The bond, between Moreno and the other members of Palms, came out of Harris’ friendship with the Deftones. On a hike with Harris, Moreno asked what the three members were up to, and Harris told him they were working on new music. Harris wound up sending the new tunes to Moreno, who demoed his voice for the tracks, and Palms came to fruition. 
Even though Palms and Isis are separate musical entities, they are not actively avoiding comparisons between the bands. The musical tones in Palms are reminiscent of Isis simply because the bands feature the same musicians. “I think it’s just our sound—it’s how I play drums, how Cliff plays guitar and [how] Jeff plays bass,” Harris says.
That almost-trademark-ISIS tone filters through in Palms, which may initially inspire listeners to feel that this is simply ISIS with Moreno singing. “Future Warrior” and “Patagonia” especially have that twang that Isis made so relevant on their last few albums. “I did want it to be full and make those heavy moments in the way the heavy moments in ISIS hit, so I think, subconsciously, I was trying to mimic that, somewhat,” says Harris. As Palms’ debut progresses, it ventures away from ISIS’ sound. “Mission Sunset” and album closer “Antarctic Sunset” depart into shoegaze, as Moreno sways his vocal style in unfamiliar ways.
Moreno definitely adds a unique element to the music created by Harris, Meyer and Caxide, though. “He’s a really dynamic singer. He can be pretty, he can be sort of sexy, he can be in your face, sort of angry and pretty nasty sounding. I really admire him and his sound,” Harris says. 
Palms’ debut comes across as a work of album-oriented music. There is strength in each song, but they come off more as pieces to the puzzle that complete the picture of the Palms debut. “It’s not a first-listen record—people are going to have to listen to it a few times. A lot of my favorite records throughout my life are like that … The first time you hear it, you say, ‘Well, I don’t know how I feel about it.’ Then you start discovering these little things, and then those little things become really important to you, and then they end up being some of your favorite records,” says Harris.

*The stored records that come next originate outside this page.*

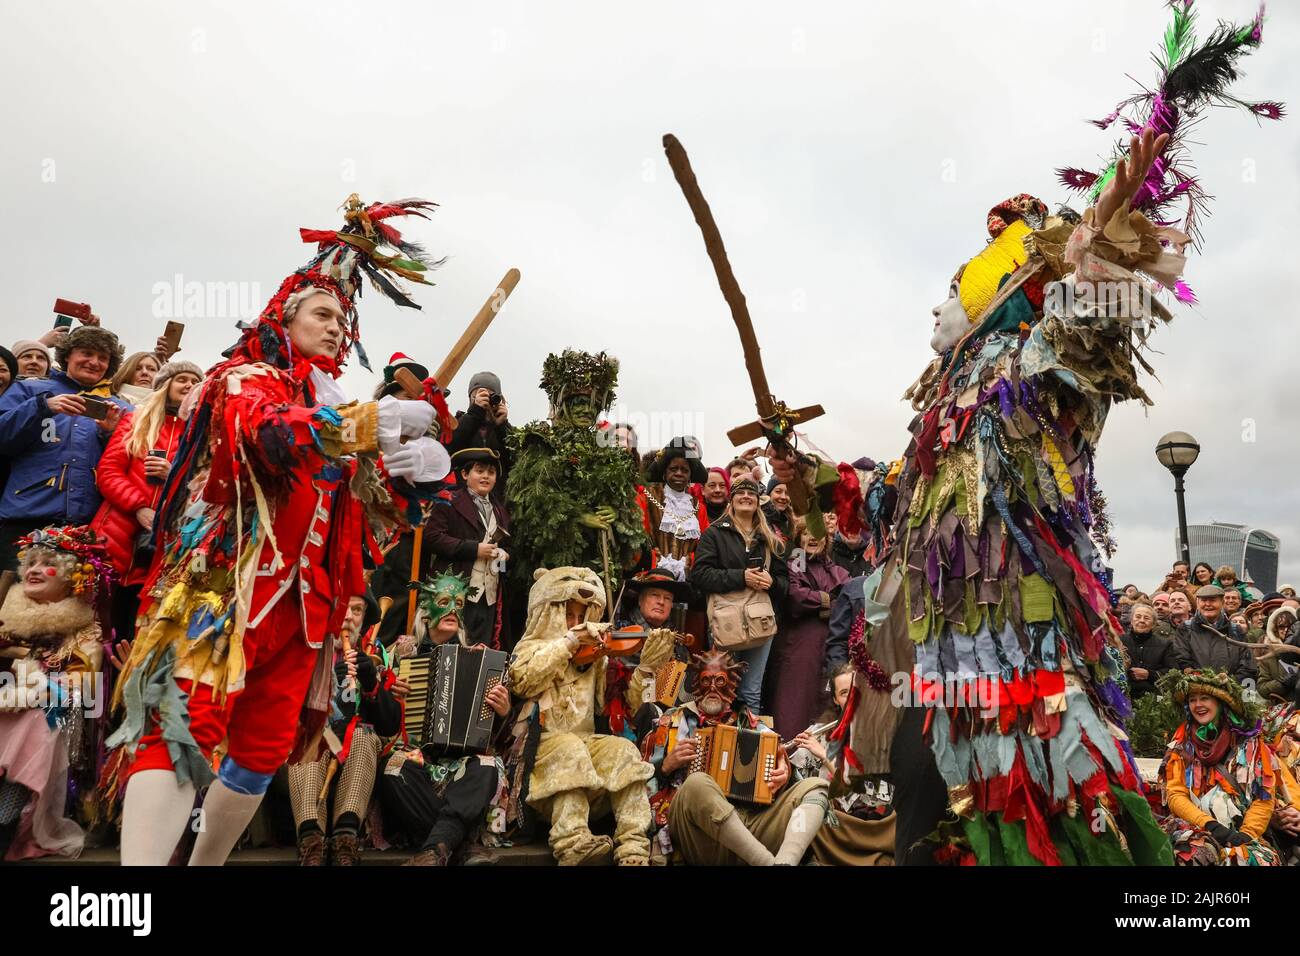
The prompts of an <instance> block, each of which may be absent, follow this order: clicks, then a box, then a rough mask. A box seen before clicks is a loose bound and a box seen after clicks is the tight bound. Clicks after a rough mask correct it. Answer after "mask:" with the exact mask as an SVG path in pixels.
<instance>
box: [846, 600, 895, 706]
mask: <svg viewBox="0 0 1300 956" xmlns="http://www.w3.org/2000/svg"><path fill="white" fill-rule="evenodd" d="M866 632H867V615H866V614H859V615H858V617H857V619H855V620H854V622H853V627H852V628H849V659H850V661H852V662H853V666H854V667H855V669H857V670H858V672H859V674H862V676H865V678H866V679H867V687H870V688H871V689H872V691H888V689H889V675H888V674H885V669H884V667H881V666H880V665H879V663H878V662H876V659H875V658H872V657H871V652H870V650H867V641H866Z"/></svg>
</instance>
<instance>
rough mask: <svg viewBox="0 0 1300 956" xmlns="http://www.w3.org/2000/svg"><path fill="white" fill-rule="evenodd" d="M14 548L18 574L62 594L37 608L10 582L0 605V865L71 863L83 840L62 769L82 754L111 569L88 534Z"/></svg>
mask: <svg viewBox="0 0 1300 956" xmlns="http://www.w3.org/2000/svg"><path fill="white" fill-rule="evenodd" d="M21 546H22V548H23V550H22V551H21V568H22V572H26V571H27V568H30V567H31V566H32V564H34V563H36V562H40V563H42V564H44V566H45V567H44V570H45V571H47V572H48V571H55V575H51V576H57V578H60V579H62V580H65V581H66V583H68V585H69V587H68V593H66V596H65V597H62V598H61V600H59V601H53V602H49V601H39V600H35V598H32V597H29V596H27V593H26V591H25V588H23V581H22V580H19V581H17V583H16V584H14V585H13V587H12V588H10V589H9V593H8V596H6V597H5V602H4V607H0V620H3V622H4V624H3V628H0V659H4V658H8V661H4V662H5V663H8V665H9V671H10V674H9V675H6V678H10V679H8V680H5V682H0V844H5V845H6V847H8V853H4V852H0V858H4V860H10V861H12V860H27V858H30V857H38V856H45V855H49V853H57V855H60V856H66V857H75V856H78V855H79V853H81V849H82V845H83V842H85V834H83V832H82V829H81V827H79V826H78V825H77V823H75V822H74V821H72V819H68V818H65V817H64V805H65V803H66V799H68V777H69V765H70V763H81V762H82V758H83V757H86V756H87V754H86V739H87V734H86V732H85V724H86V719H87V714H91V715H92V714H94V713H95V711H96V709H101V708H103V702H104V701H103V697H101V695H103V691H104V683H103V679H101V675H100V671H101V670H103V663H104V650H103V645H101V644H100V626H99V623H98V620H96V602H98V601H99V598H100V597H103V596H104V594H105V592H107V589H108V585H109V583H110V581H112V570H110V566H109V563H108V558H107V555H105V554H104V550H103V545H101V544H99V542H98V540H96V536H95V533H94V532H92V531H91V529H90V528H85V527H82V528H53V529H47V531H38V532H34V533H32V535H30V536H27V537H25V538H23V540H22V541H21ZM10 838H12V843H10ZM3 848H4V847H0V849H3Z"/></svg>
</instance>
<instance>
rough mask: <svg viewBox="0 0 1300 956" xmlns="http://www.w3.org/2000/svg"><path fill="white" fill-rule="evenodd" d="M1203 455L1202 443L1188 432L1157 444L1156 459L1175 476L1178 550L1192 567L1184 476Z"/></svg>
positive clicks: (1174, 477) (1161, 438)
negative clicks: (1177, 535)
mask: <svg viewBox="0 0 1300 956" xmlns="http://www.w3.org/2000/svg"><path fill="white" fill-rule="evenodd" d="M1200 454H1201V446H1200V442H1197V441H1196V438H1193V437H1192V436H1190V434H1188V433H1187V432H1170V433H1169V434H1166V436H1164V437H1162V438H1161V440H1160V441H1158V442H1156V458H1157V460H1160V463H1161V464H1164V466H1165V467H1166V468H1169V471H1170V473H1173V476H1174V496H1175V497H1177V498H1178V550H1179V557H1182V559H1183V561H1186V562H1187V566H1188V567H1191V562H1192V555H1191V548H1190V546H1188V544H1187V506H1186V503H1184V502H1183V475H1186V473H1187V470H1188V468H1191V467H1192V463H1195V462H1196V459H1197V457H1199V455H1200Z"/></svg>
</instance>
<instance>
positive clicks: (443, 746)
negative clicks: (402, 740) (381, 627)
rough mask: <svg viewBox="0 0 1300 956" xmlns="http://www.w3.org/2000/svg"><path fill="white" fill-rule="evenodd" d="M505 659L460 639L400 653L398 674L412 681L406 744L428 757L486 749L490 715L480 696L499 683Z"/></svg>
mask: <svg viewBox="0 0 1300 956" xmlns="http://www.w3.org/2000/svg"><path fill="white" fill-rule="evenodd" d="M508 663H510V657H508V656H507V654H504V653H503V652H500V650H490V649H485V648H480V649H471V648H465V646H461V645H460V644H443V645H441V646H438V648H434V649H433V650H432V652H429V653H426V654H417V656H416V657H408V658H404V659H403V661H402V663H400V665H398V675H399V676H400V678H403V679H404V680H406V682H407V683H408V684H409V685H411V691H409V693H408V695H407V698H406V713H404V715H403V731H404V734H406V739H407V743H409V744H411V745H412V747H417V748H420V750H421V752H422V753H424V756H425V757H426V758H429V760H438V758H442V757H461V756H465V754H468V753H485V752H486V750H487V749H489V747H490V745H491V728H493V718H494V717H495V714H494V713H493V710H491V708H489V706H487V704H486V701H485V700H484V697H485V696H486V693H487V691H490V689H491V688H493V687H495V685H497V684H500V683H504V680H506V667H507V666H508Z"/></svg>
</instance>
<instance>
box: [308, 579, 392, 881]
mask: <svg viewBox="0 0 1300 956" xmlns="http://www.w3.org/2000/svg"><path fill="white" fill-rule="evenodd" d="M378 619H380V609H378V606H377V605H376V604H374V598H373V597H370V596H369V594H367V596H365V597H364V598H363V597H354V598H352V600H351V601H348V604H347V615H346V617H344V618H343V624H342V627H341V628H339V636H338V637H335V639H334V661H335V663H334V678H335V685H337V687H335V695H334V706H333V708H331V711H330V728H329V734H326V741H328V744H329V747H328V748H325V749H324V754H322V756H321V757H320V758H318V760H316V761H308V762H300V763H289V765H287V766H286V771H287V774H289V800H290V804H291V805H292V810H294V826H295V827H296V835H298V865H299V866H329V865H333V866H356V865H357V864H359V862H360V860H361V844H360V836H359V834H360V829H361V821H363V819H365V813H367V810H368V809H369V806H370V795H372V793H373V791H374V771H376V769H377V763H378V757H380V749H381V737H387V736H391V735H394V734H396V732H398V728H399V726H400V719H402V709H400V705H399V704H398V702H396V700H395V698H394V697H393V693H391V689H390V688H391V685H393V680H394V678H393V672H391V671H389V670H382V671H381V669H380V667H378V666H377V665H376V662H374V658H372V657H370V656H369V654H367V653H364V652H359V650H357V644H359V641H360V636H361V635H363V633H364V632H365V631H367V630H368V628H370V627H373V626H374V624H376V623H378ZM344 637H346V639H347V643H348V645H350V646H348V649H347V650H346V652H344V649H343V641H344ZM335 748H338V749H335ZM330 792H333V795H334V813H333V814H329V797H330Z"/></svg>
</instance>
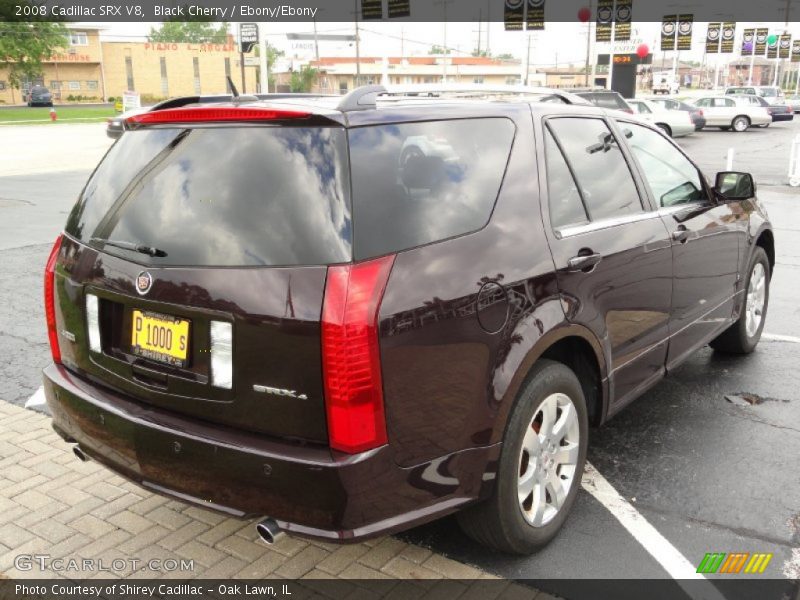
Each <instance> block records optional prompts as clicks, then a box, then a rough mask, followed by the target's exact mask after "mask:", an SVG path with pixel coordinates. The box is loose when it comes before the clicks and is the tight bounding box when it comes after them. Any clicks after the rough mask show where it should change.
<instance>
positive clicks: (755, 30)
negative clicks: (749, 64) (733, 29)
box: [742, 29, 756, 56]
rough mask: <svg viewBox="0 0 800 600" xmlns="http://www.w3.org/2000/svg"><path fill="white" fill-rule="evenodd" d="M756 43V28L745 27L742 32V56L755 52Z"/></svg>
mask: <svg viewBox="0 0 800 600" xmlns="http://www.w3.org/2000/svg"><path fill="white" fill-rule="evenodd" d="M755 45H756V30H755V29H745V30H744V33H743V34H742V56H750V55H751V54H753V51H754V50H755Z"/></svg>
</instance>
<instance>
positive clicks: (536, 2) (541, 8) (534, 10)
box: [525, 0, 544, 31]
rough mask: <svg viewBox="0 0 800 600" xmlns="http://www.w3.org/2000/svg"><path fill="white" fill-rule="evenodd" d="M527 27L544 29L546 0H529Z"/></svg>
mask: <svg viewBox="0 0 800 600" xmlns="http://www.w3.org/2000/svg"><path fill="white" fill-rule="evenodd" d="M525 24H526V25H527V29H529V30H530V29H533V30H535V31H536V30H538V31H540V30H542V29H544V0H528V14H527V15H526V17H525Z"/></svg>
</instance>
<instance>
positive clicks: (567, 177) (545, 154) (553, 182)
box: [544, 131, 588, 229]
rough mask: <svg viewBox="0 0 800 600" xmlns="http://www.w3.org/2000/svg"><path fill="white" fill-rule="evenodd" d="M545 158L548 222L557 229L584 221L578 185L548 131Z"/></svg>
mask: <svg viewBox="0 0 800 600" xmlns="http://www.w3.org/2000/svg"><path fill="white" fill-rule="evenodd" d="M544 145H545V159H546V160H547V195H548V198H549V205H550V224H551V225H552V226H553V227H554V228H555V229H558V228H560V227H564V226H566V225H575V224H578V223H585V222H586V221H587V220H588V219H587V217H586V210H584V208H583V202H581V197H580V194H578V186H577V185H576V184H575V180H574V179H573V178H572V174H571V173H570V172H569V167H567V163H566V161H564V156H563V155H562V154H561V150H559V149H558V145H557V144H556V142H555V140H554V139H553V136H552V134H551V133H550V132H549V131H546V132H545V142H544Z"/></svg>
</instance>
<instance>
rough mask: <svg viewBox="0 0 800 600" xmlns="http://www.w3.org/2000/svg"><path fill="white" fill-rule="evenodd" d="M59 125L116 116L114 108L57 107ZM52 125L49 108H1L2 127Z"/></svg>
mask: <svg viewBox="0 0 800 600" xmlns="http://www.w3.org/2000/svg"><path fill="white" fill-rule="evenodd" d="M55 109H56V114H57V115H58V120H57V121H56V122H55V124H56V125H57V124H58V123H92V122H101V121H105V120H106V119H107V118H108V117H113V116H114V115H116V114H117V113H116V111H114V107H112V106H56V107H55ZM44 123H50V107H49V106H33V107H27V106H25V107H20V108H0V125H41V124H44Z"/></svg>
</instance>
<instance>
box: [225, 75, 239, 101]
mask: <svg viewBox="0 0 800 600" xmlns="http://www.w3.org/2000/svg"><path fill="white" fill-rule="evenodd" d="M227 79H228V87H229V88H230V89H231V94H233V97H234V98H238V97H239V90H237V89H236V86H235V85H233V79H231V76H230V75H228V76H227Z"/></svg>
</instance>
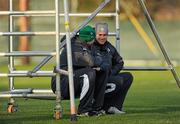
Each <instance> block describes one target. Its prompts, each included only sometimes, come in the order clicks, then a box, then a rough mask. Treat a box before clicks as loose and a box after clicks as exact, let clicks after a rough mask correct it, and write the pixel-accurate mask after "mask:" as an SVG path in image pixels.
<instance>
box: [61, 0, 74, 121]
mask: <svg viewBox="0 0 180 124" xmlns="http://www.w3.org/2000/svg"><path fill="white" fill-rule="evenodd" d="M64 14H65V29H66V46H67V60H68V72H69V92H70V104H71V105H70V106H71V107H70V108H71V121H77V117H76V105H75V96H74V80H73V68H72V50H71V38H72V37H71V38H70V29H69V8H68V0H64Z"/></svg>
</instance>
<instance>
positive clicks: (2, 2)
mask: <svg viewBox="0 0 180 124" xmlns="http://www.w3.org/2000/svg"><path fill="white" fill-rule="evenodd" d="M5 10H8V1H7V0H0V11H5Z"/></svg>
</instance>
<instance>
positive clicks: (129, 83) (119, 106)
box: [103, 72, 133, 111]
mask: <svg viewBox="0 0 180 124" xmlns="http://www.w3.org/2000/svg"><path fill="white" fill-rule="evenodd" d="M132 82H133V76H132V74H131V73H129V72H122V73H119V74H117V75H112V76H110V77H109V78H108V83H107V86H106V90H105V97H104V105H103V109H104V110H105V111H107V110H108V108H109V107H110V106H113V107H116V108H118V109H119V110H122V107H123V103H124V100H125V97H126V94H127V92H128V90H129V88H130V86H131V84H132Z"/></svg>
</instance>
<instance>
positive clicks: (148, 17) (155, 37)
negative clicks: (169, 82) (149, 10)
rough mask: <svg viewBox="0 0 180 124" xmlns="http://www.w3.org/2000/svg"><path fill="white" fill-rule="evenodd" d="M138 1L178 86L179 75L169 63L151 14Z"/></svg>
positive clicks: (179, 84)
mask: <svg viewBox="0 0 180 124" xmlns="http://www.w3.org/2000/svg"><path fill="white" fill-rule="evenodd" d="M138 1H139V3H140V5H141V8H142V10H143V12H144V15H145V17H146V19H147V21H148V24H149V26H150V28H151V30H152V32H153V34H154V36H155V38H156V40H157V42H158V45H159V47H160V49H161V51H162V53H163V56H164V58H165V60H166V62H167V64H168V65H169V66H170V67H171V68H172V69H171V72H172V74H173V76H174V78H175V80H176V82H177V85H178V87H179V88H180V79H179V76H178V74H177V72H176V70H175V69H174V66H173V64H172V63H171V60H170V58H169V56H168V54H167V52H166V49H165V47H164V45H163V43H162V40H161V38H160V36H159V34H158V32H157V30H156V27H155V25H154V23H153V21H152V19H151V16H150V15H149V12H148V10H147V8H146V5H145V4H144V1H143V0H138Z"/></svg>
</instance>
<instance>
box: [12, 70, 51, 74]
mask: <svg viewBox="0 0 180 124" xmlns="http://www.w3.org/2000/svg"><path fill="white" fill-rule="evenodd" d="M28 72H29V71H28V70H16V71H11V72H10V73H14V74H19V73H20V74H21V73H25V74H26V73H28ZM36 73H39V74H40V73H43V74H49V73H53V71H37V72H36Z"/></svg>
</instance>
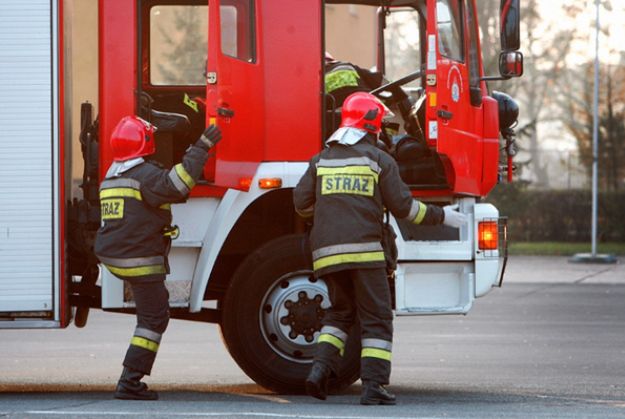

I find that the music that isn’t the easiest to ingest becomes some of the best stuff for your ears, just like eating your veggies does for your stomach. In the end, it all turns out that it’s the best for you. Palms don’t feel like they’re trying hard to hammer a musical view into your skull. The band’s music is open-ended and up for listeners’ interpretation. The band initially seem like a little bit of ISIS and a little bit of Deftones, but the harder you crunch, the bigger the taste it’s going to leave on your auditory palate.